Deze studies stelden vast dat de verwerking van signalen afkomstig van ons lichaam al begonnen is wanneer de signalen de nucleus cuneate bereiken. Maar wat zijn de hersencellen en -banen die de selectieve versterking van signalen die er toe doen en de onderdrukking van signalen die er niet toe doen, door de CN mogelijk maken? In een derde studie hebben we gebruik gemaakt van genetische en virale technieken om het zenuwstelsel van muizen te onderzoeken. Met deze instrumenten konden we specifieke celtypes manipuleren door ze aan of uit te zetten door er met een laser op te schijnen. We koppelden deze technieken aan gedragstaken: door muizen te trainen aan een touwtje te trekken of op verschillende texturen te reageren voor een beloning, testten we hoe de activering of inactivering van specifieke neuronen het vermogen van een muis om behendige taken uit te voeren, zou kunnen beïnvloeden. Deze aanpak stelde ons in staat om eerst de functies van cellen binnen de CN te onderzoeken, waarbij we een specifieke set neuronen rondom de CN ontdekten die de doorgang van tastsignalen kunnen onderdrukken of versterken wanneer deze de hersenen binnenkomen. Daarna hebben we soortgelijke technieken toegepast om te onderzoeken hoe andere hogere hersengebieden de activiteit van de CN kunnen beïnvloeden. We ontdekten twee verschillende paden vanuit de cortex helemaal naar beneden naar de CN die bepalen hoeveel informatie de cuneate nucleus doorlaat. Met andere woorden, de CN ontvangt niet alleen informatie van het lichaam, maar ook begeleiding van de cortex om te helpen bepalen welke signalen het meest relevant of belangrijk zijn voor een individu op een bepaald moment.
Revalidatie
Het is duidelijk dat de cuneate nucleus een veel interessanter hersengebied is dan tot nu toe werd aangenomen. Ons werk helpt zijn functie te verduidelijken: bepaalde signalen benadrukken en andere onderdrukken alvorens ze door te geven aan hersengebieden die verantwoordelijk zijn voor perceptie, motorische controle en hogere cognitieve functies. Die belangrijke rol kan helpen verklaren waarom de CN voorkomt bij een grote verscheidenheid van zoogdieren, waaronder muizen en primaten.

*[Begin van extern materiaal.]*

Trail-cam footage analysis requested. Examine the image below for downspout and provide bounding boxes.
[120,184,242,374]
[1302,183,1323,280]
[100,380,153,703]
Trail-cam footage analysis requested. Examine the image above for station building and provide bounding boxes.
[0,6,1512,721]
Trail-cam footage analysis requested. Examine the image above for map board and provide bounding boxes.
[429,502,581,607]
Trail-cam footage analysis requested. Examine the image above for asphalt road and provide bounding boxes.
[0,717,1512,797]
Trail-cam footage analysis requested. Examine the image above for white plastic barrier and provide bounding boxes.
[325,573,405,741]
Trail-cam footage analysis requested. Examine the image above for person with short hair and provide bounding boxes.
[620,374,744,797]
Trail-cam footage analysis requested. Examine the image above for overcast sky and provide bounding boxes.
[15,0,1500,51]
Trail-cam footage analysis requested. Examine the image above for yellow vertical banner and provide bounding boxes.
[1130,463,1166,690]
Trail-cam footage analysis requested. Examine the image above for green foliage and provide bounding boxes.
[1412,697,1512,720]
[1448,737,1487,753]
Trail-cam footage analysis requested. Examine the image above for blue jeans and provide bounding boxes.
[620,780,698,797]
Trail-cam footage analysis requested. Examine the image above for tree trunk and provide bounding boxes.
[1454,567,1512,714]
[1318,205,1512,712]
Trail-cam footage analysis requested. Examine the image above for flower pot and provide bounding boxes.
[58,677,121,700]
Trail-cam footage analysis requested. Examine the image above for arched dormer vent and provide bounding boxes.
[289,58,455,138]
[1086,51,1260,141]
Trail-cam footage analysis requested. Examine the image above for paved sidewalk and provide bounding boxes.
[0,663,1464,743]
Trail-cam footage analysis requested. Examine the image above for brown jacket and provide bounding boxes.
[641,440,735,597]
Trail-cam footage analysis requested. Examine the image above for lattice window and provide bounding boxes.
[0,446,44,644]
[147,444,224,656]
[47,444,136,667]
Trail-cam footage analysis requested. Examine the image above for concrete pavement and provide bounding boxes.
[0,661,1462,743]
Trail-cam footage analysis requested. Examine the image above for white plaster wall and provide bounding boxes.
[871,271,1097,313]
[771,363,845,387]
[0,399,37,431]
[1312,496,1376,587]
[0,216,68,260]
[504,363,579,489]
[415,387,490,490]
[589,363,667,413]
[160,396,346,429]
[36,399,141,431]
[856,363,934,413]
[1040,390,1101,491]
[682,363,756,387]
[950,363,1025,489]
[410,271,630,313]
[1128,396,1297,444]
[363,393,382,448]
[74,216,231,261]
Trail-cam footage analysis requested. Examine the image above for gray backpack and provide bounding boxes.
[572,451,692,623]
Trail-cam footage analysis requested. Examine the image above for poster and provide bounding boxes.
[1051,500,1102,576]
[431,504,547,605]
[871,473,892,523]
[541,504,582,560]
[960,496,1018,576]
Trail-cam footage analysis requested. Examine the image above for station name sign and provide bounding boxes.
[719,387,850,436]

Hoewel ons werk nog lang niet af is, hebben onze resultaten nu al belangrijke implicaties voor revalidatie. Naast de actieve tactiele en spiersignalen die we hebben kunnen bestuderen, zijn er aanwijzingen dat de CN nog veel meer ‘slapende’ inputs ontvangt die belangrijk kunnen zijn bij het herstel na neurologisch letsel. Miljoenen mensen wereldwijd lijden aan een vorm van disfunctie van ledematen, zoals verlamming of verlies van gevoel. Met een beter begrip van hoe sensorische en motorische signalen de beweging ondersteunen, kunnen artsen uiteindelijk de diagnose en behandeling van deze aandoeningen verbeteren. Zo zouden geïmplanteerde elektroden op een dag de nucleus cuneateus elektrisch kunnen activeren bij mensen die het gevoel in hun ledematen hebben verloren, waardoor ze mogelijk weer in staat zijn hun lichaam waar te nemen.